T.C. Boyle blickt in seinem neuen Roman auf das Liebesleben von Architekt Frank Lloyd Wright.

Köln. T. C. Boyle ist ein großartiger Unterhalter. In gelbem Sakko und roten Turnschuhen sitzt der 60-Jährige spitzbübisch der etwas angestrengten Moderatorin gegenüber - und bringt sie aus der Fassung. "Ich treffe nach der Lesung ohnehin alle beim Signieren. Jetzt antworte ich nur mit Ja und Nein." Der Autor hat die Lacher auf seiner Seite. Seine Show beendet die diesjährige Lit.Cologne im ausverkauften Theater am Tanzbrunnen.

Überhaupt redet er viel lieber von "Frau Boyle" - über seine wahre Liebe seit der High-School. "Ich bin ihr Sklave. Sie liegt auf dem Sofa, lutscht Bonbons, und ich massiere ihr die Füße." Dass dieses Sofa in einem Haus steht, das der Architekt Frank Lloyd Wright vor genau hundert Jahren in Kalifornien entworfen und gebaut hat, ist scheinbar nur Nebensache.

Boyle ist ganz nebenbei mitten drin im Thema seines neuen Romans "Die Frauen": Die Geliebten und Gattinnen des Künstlers Wright interessieren ihn mehr als die viel gerühmten Bauwerke. "Es sind schon mehr als tausend Bücher über Wrights Biographie geschrieben worden. Ich wollte sehen, wie es sich anfühlt mit diesem Ego-Maniac zu leben."

Dabei bedient er sich der Figur eines Schülers. Der Japaner Tadashi kommt 1932 nach Wisconsin, um von dem Meister zu lernen. Als alter Mann schreibt Tadashi nun über "Wrieto-San", die Lieben und Leiden, wie er sie erinnert, interpretiert und gehört hat. Sein Co-Autor ist ein Amerikaner mit irischen Wurzeln und der Ehemann seiner Enkelin - was die Sache nicht einfacher macht. In Fußnoten kommentiert der Ich-Erzähler die Schwierigkeiten.

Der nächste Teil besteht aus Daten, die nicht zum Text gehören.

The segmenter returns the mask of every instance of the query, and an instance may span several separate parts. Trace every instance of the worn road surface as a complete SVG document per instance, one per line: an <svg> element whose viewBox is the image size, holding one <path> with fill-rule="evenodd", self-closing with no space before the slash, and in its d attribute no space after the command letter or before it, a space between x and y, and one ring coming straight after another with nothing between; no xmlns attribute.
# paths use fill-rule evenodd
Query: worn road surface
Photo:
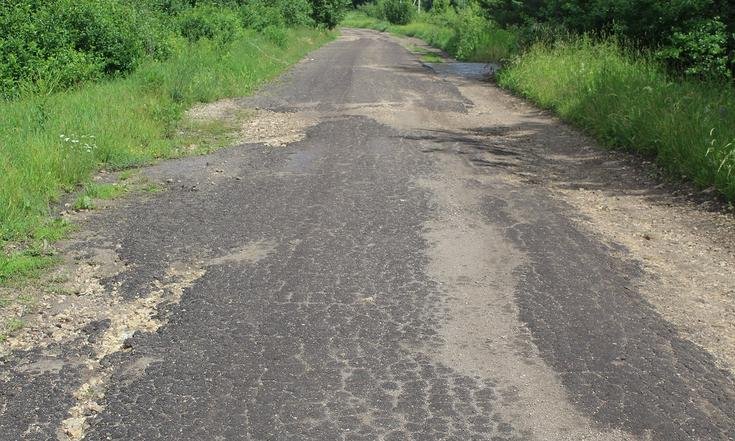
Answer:
<svg viewBox="0 0 735 441"><path fill-rule="evenodd" d="M241 145L80 220L0 439L735 439L728 349L551 189L623 185L579 133L370 31L236 106Z"/></svg>

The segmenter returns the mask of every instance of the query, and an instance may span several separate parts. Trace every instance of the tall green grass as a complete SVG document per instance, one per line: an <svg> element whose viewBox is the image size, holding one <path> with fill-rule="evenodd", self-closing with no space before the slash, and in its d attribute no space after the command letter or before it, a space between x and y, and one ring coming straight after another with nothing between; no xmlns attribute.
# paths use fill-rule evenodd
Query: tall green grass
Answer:
<svg viewBox="0 0 735 441"><path fill-rule="evenodd" d="M456 14L455 14L456 15ZM446 51L463 61L500 61L517 51L517 38L513 32L494 26L484 26L471 33L463 33L462 27L441 23L429 13L422 13L406 25L393 25L360 11L352 11L342 21L342 26L374 29L396 35L416 37L431 46ZM469 35L467 35L469 34ZM466 40L471 38L471 45ZM469 46L469 50L463 50Z"/></svg>
<svg viewBox="0 0 735 441"><path fill-rule="evenodd" d="M735 90L672 79L614 41L537 44L506 66L501 86L603 143L657 160L670 175L735 200Z"/></svg>
<svg viewBox="0 0 735 441"><path fill-rule="evenodd" d="M36 266L39 259L24 263L27 251L21 256L7 244L45 239L49 204L64 191L100 168L186 153L176 134L184 110L247 95L333 38L306 28L284 32L278 44L254 31L227 45L182 44L169 59L149 60L125 78L0 102L0 282Z"/></svg>

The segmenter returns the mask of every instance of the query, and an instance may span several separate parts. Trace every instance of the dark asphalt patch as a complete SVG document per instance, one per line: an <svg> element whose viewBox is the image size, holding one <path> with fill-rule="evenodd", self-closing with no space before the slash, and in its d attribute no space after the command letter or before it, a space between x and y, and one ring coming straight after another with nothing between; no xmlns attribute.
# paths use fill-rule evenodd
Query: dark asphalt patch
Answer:
<svg viewBox="0 0 735 441"><path fill-rule="evenodd" d="M492 381L422 349L440 344L442 316L424 270L430 195L413 184L431 162L400 139L365 118L325 122L285 150L245 147L271 173L103 221L123 232L123 255L152 265L186 258L161 217L176 219L189 247L279 245L255 264L211 267L165 327L132 339L114 363L160 362L113 377L86 439L510 439ZM279 175L293 171L294 152L311 159ZM219 216L197 222L202 211Z"/></svg>
<svg viewBox="0 0 735 441"><path fill-rule="evenodd" d="M90 355L74 342L15 351L0 359L0 440L55 440L76 403L73 393L84 381L83 360Z"/></svg>

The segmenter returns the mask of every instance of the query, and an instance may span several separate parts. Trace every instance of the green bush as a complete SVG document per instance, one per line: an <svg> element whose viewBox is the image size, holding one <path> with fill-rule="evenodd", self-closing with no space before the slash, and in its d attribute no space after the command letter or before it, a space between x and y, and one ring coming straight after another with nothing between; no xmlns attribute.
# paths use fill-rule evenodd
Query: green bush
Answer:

Viel einfacher ist die Story: Angefangen mit Wrights letzter Ehefrau Ogilvanna, einer Tänzerin aus Montenegro, gibt Boyle den drei Ehefrauen und einer Geliebten chronologisch zurückschreitend auf 560 Seiten Raum, ihre Leidenschaft zu diesem Mann zu entwickeln, sich von ihm beherrschen und betrügen zu lassen. Wie etwa die Morphinistin Miriam: Eine vor sich hin dilettierende Künstlerin, die neben ihm groß sein wollte.

Doch Größe konnte der Workaholic Wright, der jeden künstlichen Rausch verabscheute und die Natur vergötterte, neben sich nicht ertragen. Wie seine Bauten und Kunstwerke, die Lampen, Möbel und sogar die Kleider seiner Frauen, entwarf er auch für seine Begleiterinnen, seine Seelenverwandten ein Leben. Verfolgt von Klatschpresse, Justiz und Gläubigern balancierte er arrogant und niemals nachgebend durch die Jahrzehnte.

Etwas einfach macht es sich Boyle mit dieser sich zu sehr wiederholenden Beschreibung von Wrights Umgang mit den Frauen. Zwar gelingt es dem Autor gewohnt virtuos, mit vielen süffigen Details vor allem seine weiblichen Figuren zum Leben zu erwecken.

Zudem zeichnet er die moralischen und gesetzlichen Verhältnisse der Zeit nach. Doch sein Ziel, die Faszination an diesem Mann Frank Lloyd Wright zu spüren, erreicht er nicht. Schon zweimal hat sich Boyle auf diese Weise amerikanischen Egomanen des 20. Jahrhunderts genähert: dem Cornflakes-Erfinder Kellogg ("Willkommen in Wellville", 1993) und dem Sexualforscher Kinsey ("Dr. Sex", 2005). Im Gesamtwerk des Autors zählen sie alle drei nicht zu den stärksten seiner zwölf Romane.

Sorge, muss man sich um Boyle und seinen Erfolg aber sicher nicht machen. Leser und Zuhörer lieben seine selbstironischen Kommentare über sich und "Frau Boyle" ebenso wie seine Geschichten. Und dass es weitergeht, kündigt er in Köln an. Sein neuer Roman werde sich um die ökologische Erneuerung in Kalifornien drehen. "Das klingt vielleicht nicht so spannend. Aber ich verspreche, es wird gemein und schmutzig."